We’ll also provide a file with sample data that can be loaded and used for the remaining chapters and their recipes.  Finally we’ll also install RStudio so we have the ability to have a working R environment familiar to data scientists.  
Topics covered
1.	Prerequisites and licensing
2.	Security and Performance Considerations
3.	Installation using an existing server (we’ll demo Azure)
4.	Some quick queries to test everything is working
5.	Install a set of files and data for future recipes.  
6.	Install RStudio
Skills learned
Installing the product and running basic queries to ensure everything is working correctly.  

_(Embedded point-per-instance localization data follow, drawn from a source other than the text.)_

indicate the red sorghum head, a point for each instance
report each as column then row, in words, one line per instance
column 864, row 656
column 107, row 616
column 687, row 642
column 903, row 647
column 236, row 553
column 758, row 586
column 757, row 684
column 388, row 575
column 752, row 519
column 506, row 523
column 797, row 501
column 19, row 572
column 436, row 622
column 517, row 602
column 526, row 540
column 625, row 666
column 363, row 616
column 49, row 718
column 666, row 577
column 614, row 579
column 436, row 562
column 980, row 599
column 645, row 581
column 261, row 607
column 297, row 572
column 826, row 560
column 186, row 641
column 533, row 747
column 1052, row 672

Chapter 4: Traditional Data Access with R – 30 pages
The objective is to show how a data scientist traditionally accesses and works with data.  We’ll start with loading data from a csv into a DataFrame, which is the most common use case.  We’ll briefly talk about the scalability limits of doing this.  Next we’ll connect to the R Server and change the compute context to demonstrate how we can achieve scalability using the ScaleR components.  Finally we’ll load our sample data into a SQL table and show how we can achieve even better scalabilty by using R where the data lives, without marshalling it to a csv first.  

This chapter is equally relevant to both DSs and DPs.  Both will find it illuminating.  
Topics covered
1.	Use RStudio to analyze a csv
2.	Change the execution context to use the R Server libraries for remote execution
3.	Demonstrate rODBC which is the traditional method to marshall data back to R
4.	Load and query the data using SQL and R natively.  
Skills learned
R data connectivity using various methods
Chapter 4:  Iterative Solution Development – Predicting Loan Charge-offs – 40 pages
In this chapter we’ll put everything together that we’ve learned so far.  We’ll start with a real-world business problem and real data.  We’ll start by querying it locally using RStudio.  When we have the data and R code in a somewhat good state we’ll work on migrating the model to SQL R Services and finally create a stored procedure that can either do batch classification or a single prediction.  

This chapter is equally relevant to both DSs and DPs.  
Topics covered
1.	Use RStudio to analyze a csv and develop basic R code
2.	Load the csv to SQL and have a DP create a basic view to perform data wrangling
3.	The DS uses the new view to access the data and continue model development
4.	When the model is developed the DS works with the DP to operationalize the code in 2 stored procedures.  
Skills learned
The data science process, iterative development, solution lifecycle management.